Technology has been a game changer in many industries, with companies using it to help appeal to a wider range of ages and to help their internal processes too.
In the protection industry, technology has been able to help providers engage with younger clients, often referred to as millennials, in particular.
But protection providers have been accused of not being very quick to adapt to the changing needs of customers by using technology.
In fact, many believe the sector is still some way behind where it should be if it wants to engage new and younger clients.
Closing the gap
Paul Yates, product strategy director at iPipeline, believes tech has helped in two ways.
He explains: “Firstly, technology is helping to engage younger users, making them aware that they have a protection need and nudging them to do something about it.
“Second, it is using technology to make the process simpler and faster to source and buy protection products. There have been huge strides over the past three years, but we still need to up our game if we are to close the massive UK protection gap.”
BlackRock’s Investor Pulse survey, which was conducted in the first quarter of 2017 among 4,000 people, 750 of whom were millennials, found six in 10 millennials (those aged 25-34) in the UK manage their everyday savings at least once a week online or on a mobile or tablet device.

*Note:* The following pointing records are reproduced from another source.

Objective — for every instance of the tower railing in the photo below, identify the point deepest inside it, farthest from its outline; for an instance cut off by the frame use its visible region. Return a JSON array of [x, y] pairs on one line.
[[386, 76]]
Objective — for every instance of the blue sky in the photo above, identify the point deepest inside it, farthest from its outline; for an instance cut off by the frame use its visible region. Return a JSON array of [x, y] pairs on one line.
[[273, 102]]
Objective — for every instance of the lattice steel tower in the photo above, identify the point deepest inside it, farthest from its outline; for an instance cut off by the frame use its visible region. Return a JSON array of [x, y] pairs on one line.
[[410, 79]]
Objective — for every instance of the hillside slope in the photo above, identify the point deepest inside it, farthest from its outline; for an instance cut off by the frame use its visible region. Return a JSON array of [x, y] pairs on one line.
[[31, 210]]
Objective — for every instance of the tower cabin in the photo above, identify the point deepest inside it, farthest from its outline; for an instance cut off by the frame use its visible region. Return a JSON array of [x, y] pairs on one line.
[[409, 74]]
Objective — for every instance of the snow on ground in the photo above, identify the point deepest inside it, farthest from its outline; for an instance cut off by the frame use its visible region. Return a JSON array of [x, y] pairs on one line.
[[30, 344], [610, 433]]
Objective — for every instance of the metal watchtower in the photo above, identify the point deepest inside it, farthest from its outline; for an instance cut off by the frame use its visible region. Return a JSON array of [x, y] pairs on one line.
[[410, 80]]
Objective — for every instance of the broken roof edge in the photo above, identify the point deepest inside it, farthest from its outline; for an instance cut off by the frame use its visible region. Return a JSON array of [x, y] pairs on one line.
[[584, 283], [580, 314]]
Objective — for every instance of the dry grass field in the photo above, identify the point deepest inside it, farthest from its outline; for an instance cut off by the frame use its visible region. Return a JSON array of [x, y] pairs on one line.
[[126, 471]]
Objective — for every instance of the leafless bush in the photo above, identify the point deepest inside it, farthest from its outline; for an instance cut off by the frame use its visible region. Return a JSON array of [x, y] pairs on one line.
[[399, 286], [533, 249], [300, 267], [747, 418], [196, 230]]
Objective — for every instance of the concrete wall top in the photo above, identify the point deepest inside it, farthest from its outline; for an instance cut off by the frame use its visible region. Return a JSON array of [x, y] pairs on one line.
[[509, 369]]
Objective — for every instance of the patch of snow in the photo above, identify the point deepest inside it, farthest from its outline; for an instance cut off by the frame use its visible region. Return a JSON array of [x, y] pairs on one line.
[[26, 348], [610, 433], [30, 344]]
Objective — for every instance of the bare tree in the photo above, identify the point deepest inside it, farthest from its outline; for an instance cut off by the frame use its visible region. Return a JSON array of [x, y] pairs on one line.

If this is the case, then it stands to reason that protection providers will be better able to communicate with this generation if they too adopt the right technology.
Speaking to FTAdviser back in August 2017, Nick Telfer, head of product and propositions at British Friendly, acknowledged new technology was an “ongoing challenge” for the protection industry.
In answer to a question about whether the protection industry has adapted by introducing technological advances to produce ranges, he replied: “I think it’s something we haven’t probably as an industry been great at.
“We need to be more mindful of what our potential customers expect from a company that’s trying to get them to buy something from them.
“We’re seeing more and more protection advisers or intermediaries looking at new ways of distributing,” he added.
Mr Telfer revealed a mutual benefits programme set up by British Friendly for all its members is starting to use more technology.
“For example, one of the key benefits we have within mutual benefits is a relationship with Square Health, who are a long-established company providing a medical screening service and other services to insurers, and they’ve developed a customer-facing proposition which we’ve embedded using a unique app they’ve developed,” he explained.
“That allows our members using this app to get a virtual GP appointment, to get a medical second opinion, or arrange physiotherapy or counselling.”